El menú del 2018, el año en el que el restaurante celebra dos décadas de vida, es una fiesta de la aparente simplicidad y del producto, especialmente del mar, que en ocasiones llega a la mesa casi desnudo, ocultando más que nunca los hilos de la técnica y con la belleza habitual.

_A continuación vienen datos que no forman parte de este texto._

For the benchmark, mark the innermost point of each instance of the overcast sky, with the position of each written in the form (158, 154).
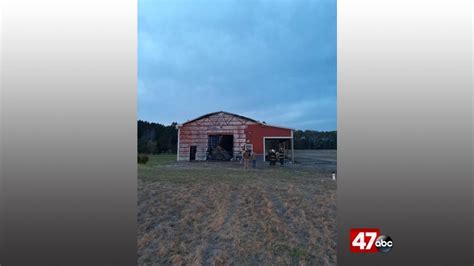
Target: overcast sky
(273, 61)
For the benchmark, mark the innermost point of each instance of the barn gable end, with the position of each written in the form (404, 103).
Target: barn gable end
(228, 132)
(196, 133)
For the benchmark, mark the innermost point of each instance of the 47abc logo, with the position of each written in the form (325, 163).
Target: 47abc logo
(369, 240)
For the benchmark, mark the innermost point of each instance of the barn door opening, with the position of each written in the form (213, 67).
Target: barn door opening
(220, 147)
(192, 153)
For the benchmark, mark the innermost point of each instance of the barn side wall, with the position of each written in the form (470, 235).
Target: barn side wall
(196, 134)
(256, 132)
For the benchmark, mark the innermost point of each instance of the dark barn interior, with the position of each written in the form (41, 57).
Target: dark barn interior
(220, 147)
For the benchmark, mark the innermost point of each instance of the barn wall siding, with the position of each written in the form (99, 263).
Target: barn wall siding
(257, 132)
(196, 134)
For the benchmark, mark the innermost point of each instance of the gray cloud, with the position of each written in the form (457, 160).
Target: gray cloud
(271, 60)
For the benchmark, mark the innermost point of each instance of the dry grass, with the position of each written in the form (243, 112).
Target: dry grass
(219, 214)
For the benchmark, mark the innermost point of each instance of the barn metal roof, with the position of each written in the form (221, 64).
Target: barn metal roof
(215, 113)
(236, 115)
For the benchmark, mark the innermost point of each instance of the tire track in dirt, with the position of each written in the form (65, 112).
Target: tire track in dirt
(282, 213)
(215, 243)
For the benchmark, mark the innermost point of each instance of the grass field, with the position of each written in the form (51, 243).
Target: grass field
(216, 213)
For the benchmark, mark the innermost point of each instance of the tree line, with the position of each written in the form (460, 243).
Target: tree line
(154, 138)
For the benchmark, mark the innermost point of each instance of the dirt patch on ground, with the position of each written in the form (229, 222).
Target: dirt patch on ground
(220, 214)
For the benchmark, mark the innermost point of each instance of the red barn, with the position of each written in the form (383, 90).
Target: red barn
(222, 136)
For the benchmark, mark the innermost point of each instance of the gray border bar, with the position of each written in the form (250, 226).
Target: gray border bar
(405, 129)
(69, 132)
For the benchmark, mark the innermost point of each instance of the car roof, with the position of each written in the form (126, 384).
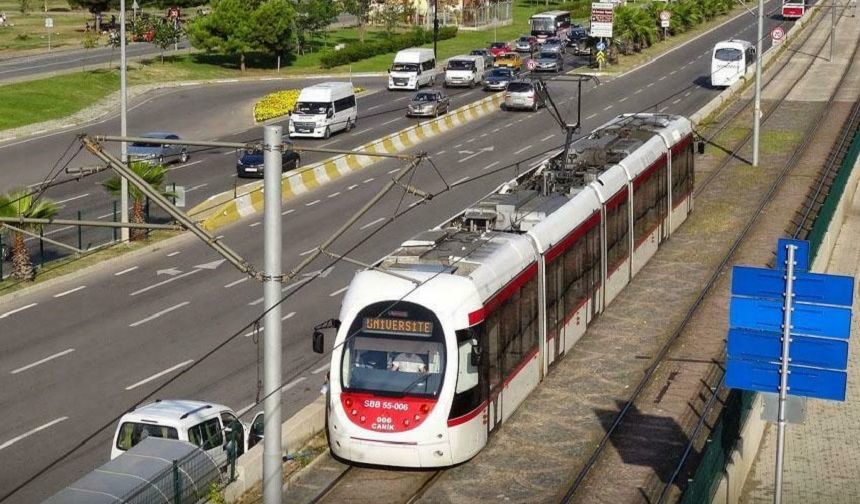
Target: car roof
(179, 413)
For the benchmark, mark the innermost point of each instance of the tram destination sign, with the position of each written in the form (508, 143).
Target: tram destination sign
(601, 19)
(398, 326)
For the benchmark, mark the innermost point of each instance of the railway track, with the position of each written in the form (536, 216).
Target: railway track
(799, 228)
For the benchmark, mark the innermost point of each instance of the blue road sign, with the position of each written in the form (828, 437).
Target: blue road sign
(802, 381)
(801, 254)
(808, 287)
(766, 346)
(809, 319)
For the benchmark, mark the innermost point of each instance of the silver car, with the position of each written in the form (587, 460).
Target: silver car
(429, 103)
(156, 152)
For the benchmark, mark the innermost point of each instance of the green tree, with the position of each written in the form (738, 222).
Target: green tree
(154, 175)
(17, 204)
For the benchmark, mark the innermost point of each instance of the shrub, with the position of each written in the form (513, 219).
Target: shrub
(280, 103)
(363, 50)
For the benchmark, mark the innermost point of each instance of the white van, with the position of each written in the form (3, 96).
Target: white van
(464, 70)
(206, 425)
(323, 109)
(730, 60)
(412, 68)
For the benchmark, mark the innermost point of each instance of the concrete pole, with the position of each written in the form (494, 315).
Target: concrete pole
(273, 475)
(788, 307)
(123, 122)
(757, 108)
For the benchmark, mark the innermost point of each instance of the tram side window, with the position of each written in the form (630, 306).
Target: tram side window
(616, 235)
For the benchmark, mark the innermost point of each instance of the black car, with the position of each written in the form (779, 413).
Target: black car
(251, 162)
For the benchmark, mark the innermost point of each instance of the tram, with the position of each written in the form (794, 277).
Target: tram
(440, 342)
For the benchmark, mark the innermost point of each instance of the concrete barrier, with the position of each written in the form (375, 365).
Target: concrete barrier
(225, 208)
(295, 432)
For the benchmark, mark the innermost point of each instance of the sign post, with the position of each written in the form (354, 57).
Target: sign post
(788, 333)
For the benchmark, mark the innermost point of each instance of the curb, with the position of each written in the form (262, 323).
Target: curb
(223, 209)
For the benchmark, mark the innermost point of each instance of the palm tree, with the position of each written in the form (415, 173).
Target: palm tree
(154, 175)
(21, 203)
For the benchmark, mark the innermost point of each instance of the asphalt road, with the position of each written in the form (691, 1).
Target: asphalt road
(77, 355)
(36, 66)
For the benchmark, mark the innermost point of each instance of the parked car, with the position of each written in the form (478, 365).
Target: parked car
(250, 164)
(510, 60)
(549, 61)
(498, 78)
(484, 53)
(428, 104)
(525, 94)
(210, 426)
(499, 48)
(158, 153)
(526, 43)
(553, 44)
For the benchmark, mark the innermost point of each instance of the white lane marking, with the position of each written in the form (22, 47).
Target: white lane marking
(293, 383)
(159, 314)
(159, 374)
(42, 361)
(73, 198)
(66, 293)
(159, 284)
(16, 310)
(237, 282)
(14, 440)
(339, 291)
(123, 272)
(371, 224)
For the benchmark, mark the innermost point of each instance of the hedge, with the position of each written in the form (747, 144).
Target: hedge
(363, 50)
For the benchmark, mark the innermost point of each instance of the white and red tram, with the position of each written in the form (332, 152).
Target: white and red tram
(793, 9)
(445, 337)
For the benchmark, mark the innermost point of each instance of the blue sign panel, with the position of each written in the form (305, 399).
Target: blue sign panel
(809, 319)
(804, 350)
(808, 287)
(801, 255)
(802, 381)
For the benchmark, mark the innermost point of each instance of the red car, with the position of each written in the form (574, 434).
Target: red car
(499, 48)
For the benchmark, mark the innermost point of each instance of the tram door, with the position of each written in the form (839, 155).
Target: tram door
(492, 370)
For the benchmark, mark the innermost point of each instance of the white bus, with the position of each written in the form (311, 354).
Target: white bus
(730, 60)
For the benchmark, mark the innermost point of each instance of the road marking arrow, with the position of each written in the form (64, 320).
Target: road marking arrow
(480, 151)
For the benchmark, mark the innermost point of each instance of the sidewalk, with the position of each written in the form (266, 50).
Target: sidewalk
(822, 456)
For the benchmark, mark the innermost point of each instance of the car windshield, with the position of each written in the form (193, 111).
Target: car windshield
(312, 107)
(424, 97)
(461, 65)
(404, 67)
(728, 54)
(131, 433)
(520, 87)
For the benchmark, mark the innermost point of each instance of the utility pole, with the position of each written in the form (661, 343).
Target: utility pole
(273, 475)
(123, 122)
(757, 108)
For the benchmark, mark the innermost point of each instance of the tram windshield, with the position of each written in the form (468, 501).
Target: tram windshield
(394, 356)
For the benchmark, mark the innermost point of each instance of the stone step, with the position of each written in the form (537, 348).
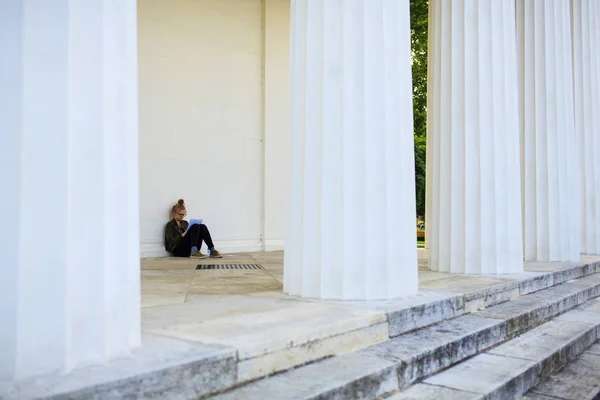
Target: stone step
(413, 356)
(350, 376)
(424, 352)
(161, 368)
(511, 369)
(579, 380)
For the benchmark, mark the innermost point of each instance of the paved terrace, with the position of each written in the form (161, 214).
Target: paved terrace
(271, 331)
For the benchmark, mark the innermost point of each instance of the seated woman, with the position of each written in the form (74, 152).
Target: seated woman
(187, 244)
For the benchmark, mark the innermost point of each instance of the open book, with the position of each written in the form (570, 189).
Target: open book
(193, 222)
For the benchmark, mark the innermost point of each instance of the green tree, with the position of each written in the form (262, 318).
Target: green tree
(418, 34)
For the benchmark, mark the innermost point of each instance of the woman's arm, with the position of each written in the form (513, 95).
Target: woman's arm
(172, 237)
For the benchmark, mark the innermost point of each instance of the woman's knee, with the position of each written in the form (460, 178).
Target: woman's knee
(198, 227)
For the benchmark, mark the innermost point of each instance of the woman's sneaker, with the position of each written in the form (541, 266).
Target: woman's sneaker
(215, 254)
(197, 254)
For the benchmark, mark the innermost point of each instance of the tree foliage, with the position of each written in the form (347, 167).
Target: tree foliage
(418, 34)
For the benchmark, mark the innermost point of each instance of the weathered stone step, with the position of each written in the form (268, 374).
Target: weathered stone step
(511, 369)
(579, 380)
(418, 354)
(429, 350)
(162, 368)
(351, 376)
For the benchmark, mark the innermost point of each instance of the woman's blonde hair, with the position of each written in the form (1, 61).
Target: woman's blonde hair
(179, 206)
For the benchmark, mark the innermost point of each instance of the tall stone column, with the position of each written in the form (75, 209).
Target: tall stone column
(550, 173)
(70, 290)
(352, 208)
(473, 150)
(586, 69)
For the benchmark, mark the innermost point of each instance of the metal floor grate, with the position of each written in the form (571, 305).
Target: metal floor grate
(228, 266)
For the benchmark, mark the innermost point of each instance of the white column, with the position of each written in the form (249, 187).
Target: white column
(586, 69)
(352, 210)
(70, 291)
(475, 200)
(549, 174)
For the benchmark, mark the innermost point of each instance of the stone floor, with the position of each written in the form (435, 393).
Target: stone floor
(246, 309)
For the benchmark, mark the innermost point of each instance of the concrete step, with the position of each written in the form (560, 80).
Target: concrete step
(579, 380)
(429, 350)
(511, 369)
(161, 368)
(413, 356)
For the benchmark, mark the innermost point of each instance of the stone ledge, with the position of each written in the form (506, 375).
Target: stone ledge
(161, 368)
(513, 368)
(351, 376)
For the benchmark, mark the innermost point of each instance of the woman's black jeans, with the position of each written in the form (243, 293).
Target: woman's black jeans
(195, 236)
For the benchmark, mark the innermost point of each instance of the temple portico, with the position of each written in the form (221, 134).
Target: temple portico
(286, 125)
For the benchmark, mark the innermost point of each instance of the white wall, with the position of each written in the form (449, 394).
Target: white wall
(203, 118)
(277, 127)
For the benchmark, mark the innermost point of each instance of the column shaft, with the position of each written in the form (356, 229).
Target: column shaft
(585, 16)
(473, 140)
(352, 211)
(69, 158)
(549, 176)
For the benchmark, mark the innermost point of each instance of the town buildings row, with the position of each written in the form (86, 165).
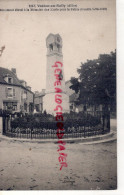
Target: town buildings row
(16, 96)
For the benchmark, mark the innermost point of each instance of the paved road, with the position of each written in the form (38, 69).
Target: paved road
(35, 166)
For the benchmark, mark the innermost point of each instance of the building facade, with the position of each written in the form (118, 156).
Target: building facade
(15, 95)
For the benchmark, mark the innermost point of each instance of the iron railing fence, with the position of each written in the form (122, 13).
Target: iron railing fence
(48, 129)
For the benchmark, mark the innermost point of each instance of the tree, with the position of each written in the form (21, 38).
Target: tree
(96, 83)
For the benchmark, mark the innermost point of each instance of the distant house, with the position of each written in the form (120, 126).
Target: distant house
(38, 100)
(73, 101)
(15, 95)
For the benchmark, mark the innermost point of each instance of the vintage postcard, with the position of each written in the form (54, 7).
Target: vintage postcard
(58, 95)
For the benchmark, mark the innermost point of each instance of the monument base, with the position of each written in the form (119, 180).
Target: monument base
(49, 103)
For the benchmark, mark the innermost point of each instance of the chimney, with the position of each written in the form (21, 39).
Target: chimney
(29, 88)
(23, 83)
(43, 91)
(13, 70)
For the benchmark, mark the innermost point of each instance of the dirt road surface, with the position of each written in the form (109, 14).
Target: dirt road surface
(35, 166)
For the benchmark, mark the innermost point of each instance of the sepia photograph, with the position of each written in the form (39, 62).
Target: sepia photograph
(58, 104)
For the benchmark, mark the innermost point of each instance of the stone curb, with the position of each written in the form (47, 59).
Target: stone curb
(89, 140)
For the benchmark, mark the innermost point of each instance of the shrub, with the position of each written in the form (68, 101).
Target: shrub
(47, 121)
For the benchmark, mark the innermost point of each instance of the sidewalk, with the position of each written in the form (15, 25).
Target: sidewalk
(88, 140)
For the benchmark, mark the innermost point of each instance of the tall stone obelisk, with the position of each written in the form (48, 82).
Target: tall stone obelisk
(54, 54)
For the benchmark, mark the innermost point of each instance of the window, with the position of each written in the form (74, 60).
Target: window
(10, 106)
(25, 107)
(24, 95)
(10, 92)
(10, 80)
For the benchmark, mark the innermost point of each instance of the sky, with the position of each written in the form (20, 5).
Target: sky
(85, 35)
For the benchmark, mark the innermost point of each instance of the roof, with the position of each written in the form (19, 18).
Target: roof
(3, 72)
(16, 81)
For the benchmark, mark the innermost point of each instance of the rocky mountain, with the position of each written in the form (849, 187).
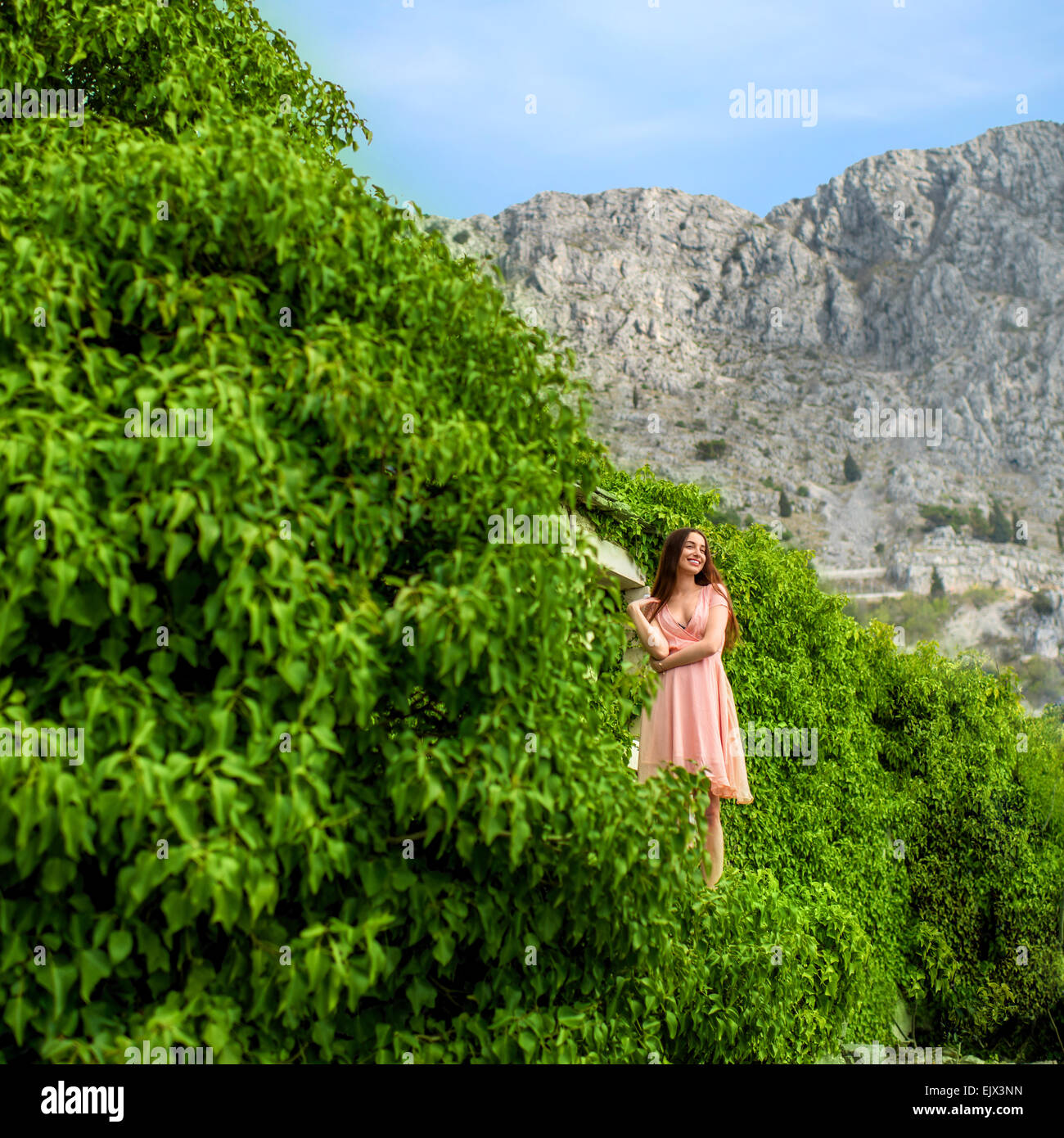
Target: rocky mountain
(909, 313)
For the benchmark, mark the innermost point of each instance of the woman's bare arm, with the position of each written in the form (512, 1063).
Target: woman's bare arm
(653, 639)
(710, 644)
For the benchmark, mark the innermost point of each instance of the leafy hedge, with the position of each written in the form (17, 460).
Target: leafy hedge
(914, 749)
(346, 791)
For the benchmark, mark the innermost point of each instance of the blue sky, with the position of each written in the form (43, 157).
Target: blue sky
(629, 95)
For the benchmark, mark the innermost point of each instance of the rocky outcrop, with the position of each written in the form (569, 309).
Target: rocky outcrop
(916, 279)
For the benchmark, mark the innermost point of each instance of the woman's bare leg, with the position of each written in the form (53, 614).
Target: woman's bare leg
(714, 841)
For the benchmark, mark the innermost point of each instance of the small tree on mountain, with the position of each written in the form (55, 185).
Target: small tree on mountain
(1000, 528)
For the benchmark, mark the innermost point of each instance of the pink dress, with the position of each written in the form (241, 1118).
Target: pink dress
(693, 720)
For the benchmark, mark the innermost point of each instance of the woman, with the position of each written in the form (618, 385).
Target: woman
(685, 625)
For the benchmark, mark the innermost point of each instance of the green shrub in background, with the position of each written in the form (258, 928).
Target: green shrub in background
(921, 811)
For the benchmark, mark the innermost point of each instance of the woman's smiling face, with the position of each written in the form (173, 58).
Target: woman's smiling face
(692, 557)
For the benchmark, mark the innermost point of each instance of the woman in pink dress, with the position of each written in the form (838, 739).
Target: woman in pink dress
(687, 624)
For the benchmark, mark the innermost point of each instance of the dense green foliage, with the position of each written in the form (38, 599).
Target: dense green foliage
(343, 791)
(926, 811)
(347, 791)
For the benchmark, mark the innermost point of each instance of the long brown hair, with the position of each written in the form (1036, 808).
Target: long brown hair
(665, 580)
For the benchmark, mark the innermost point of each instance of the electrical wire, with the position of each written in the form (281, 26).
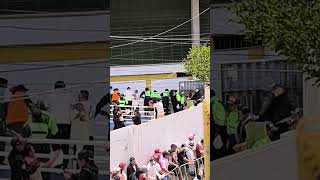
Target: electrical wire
(162, 32)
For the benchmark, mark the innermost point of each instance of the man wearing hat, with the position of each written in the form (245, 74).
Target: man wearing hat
(3, 111)
(59, 105)
(17, 113)
(132, 168)
(17, 162)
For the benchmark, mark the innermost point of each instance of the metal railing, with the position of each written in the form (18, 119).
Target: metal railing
(147, 113)
(188, 170)
(101, 158)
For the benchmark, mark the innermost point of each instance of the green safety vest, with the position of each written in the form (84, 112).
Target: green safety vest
(183, 99)
(178, 97)
(218, 112)
(190, 104)
(232, 121)
(122, 102)
(256, 134)
(155, 95)
(42, 128)
(147, 93)
(165, 93)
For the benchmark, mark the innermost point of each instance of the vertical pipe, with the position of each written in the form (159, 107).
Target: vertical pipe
(195, 23)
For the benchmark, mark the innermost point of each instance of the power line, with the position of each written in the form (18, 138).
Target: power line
(163, 32)
(53, 29)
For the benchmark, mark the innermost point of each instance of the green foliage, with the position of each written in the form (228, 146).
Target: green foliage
(197, 63)
(290, 27)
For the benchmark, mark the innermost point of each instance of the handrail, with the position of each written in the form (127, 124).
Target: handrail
(65, 156)
(56, 170)
(57, 141)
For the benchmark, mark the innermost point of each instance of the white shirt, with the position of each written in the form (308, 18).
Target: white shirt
(153, 171)
(59, 104)
(160, 110)
(190, 154)
(164, 162)
(129, 95)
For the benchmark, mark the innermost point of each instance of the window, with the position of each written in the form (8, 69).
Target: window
(233, 41)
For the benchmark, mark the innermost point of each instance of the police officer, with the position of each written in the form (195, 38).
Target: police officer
(123, 100)
(147, 96)
(165, 101)
(155, 95)
(42, 125)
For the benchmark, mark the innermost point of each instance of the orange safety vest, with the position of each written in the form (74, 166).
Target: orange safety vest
(115, 96)
(17, 110)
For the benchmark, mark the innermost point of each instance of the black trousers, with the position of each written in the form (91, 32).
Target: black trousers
(64, 133)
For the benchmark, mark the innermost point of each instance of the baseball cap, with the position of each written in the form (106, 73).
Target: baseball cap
(122, 165)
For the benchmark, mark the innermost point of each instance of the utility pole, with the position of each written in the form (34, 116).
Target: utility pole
(195, 23)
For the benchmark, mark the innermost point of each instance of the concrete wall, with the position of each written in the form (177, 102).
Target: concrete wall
(76, 78)
(311, 97)
(276, 161)
(39, 29)
(140, 141)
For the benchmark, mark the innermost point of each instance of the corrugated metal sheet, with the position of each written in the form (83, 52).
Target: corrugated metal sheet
(250, 80)
(188, 86)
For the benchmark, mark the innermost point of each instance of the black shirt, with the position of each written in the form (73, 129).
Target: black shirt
(181, 156)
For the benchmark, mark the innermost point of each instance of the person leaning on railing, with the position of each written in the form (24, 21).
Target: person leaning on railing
(88, 169)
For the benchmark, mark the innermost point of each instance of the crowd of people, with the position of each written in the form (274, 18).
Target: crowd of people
(164, 103)
(235, 128)
(165, 165)
(59, 114)
(25, 165)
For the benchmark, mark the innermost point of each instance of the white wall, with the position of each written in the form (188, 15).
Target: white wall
(76, 78)
(27, 32)
(276, 161)
(140, 141)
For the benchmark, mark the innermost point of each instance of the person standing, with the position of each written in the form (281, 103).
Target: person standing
(136, 98)
(232, 121)
(174, 101)
(88, 169)
(147, 96)
(183, 100)
(3, 112)
(79, 127)
(129, 95)
(165, 101)
(132, 168)
(17, 112)
(115, 96)
(18, 166)
(178, 98)
(137, 117)
(218, 118)
(59, 105)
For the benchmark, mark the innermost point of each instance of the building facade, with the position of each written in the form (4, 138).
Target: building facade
(133, 21)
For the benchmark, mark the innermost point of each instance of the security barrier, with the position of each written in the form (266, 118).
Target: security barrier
(187, 170)
(100, 158)
(147, 113)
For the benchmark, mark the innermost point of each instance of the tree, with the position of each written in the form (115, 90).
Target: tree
(197, 63)
(290, 27)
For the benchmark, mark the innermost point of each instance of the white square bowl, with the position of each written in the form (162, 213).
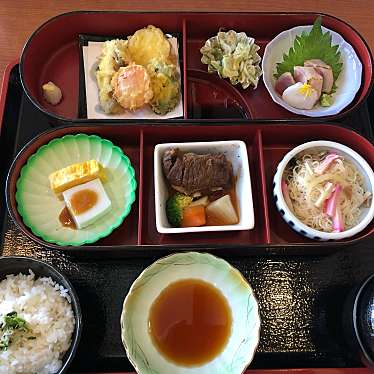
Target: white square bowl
(236, 152)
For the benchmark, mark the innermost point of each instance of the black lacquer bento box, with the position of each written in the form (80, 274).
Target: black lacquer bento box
(300, 284)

Este es, podría decirse, un año para todos los públicos (si no le incomoda que la sabrosa yema quemada con virutas de chocolate no llegue a la hora de los postres, sino en la primera parte del menú) porque no hay platos que no resulten sabrosos. Algunos llevan el sello inconfundible de Mugaritz, como el tartar de chuleta cubierto por lomo alto de chuleta fermentado, con unos toques de mostaza, como la merluza granizada con crema de ajo, servida como una oblea, que el comensal debe llevarse a la boca (¿comulgando con la propuesta?). O como el momento principal de la ensalada de tomate (el instante en que untamos pan en el aliño) o la sopa de cebolla y caldo de gallina (la cebolla reblandecida con un enzima como recipiente). Otros son puro sabor, como la amanita con praliné de limón y piñones, el mero crudo por uno de los lados y macerado con garum, el salmonete con reducción de sus espinas y las aletas fritas, como las escamas crujientes, como la ostra con rabito o el homenaje al cordero. Mugaritz conserva la belleza y frescura de los veinte años, una edad a la que otras casas, tristemente, han envejecido.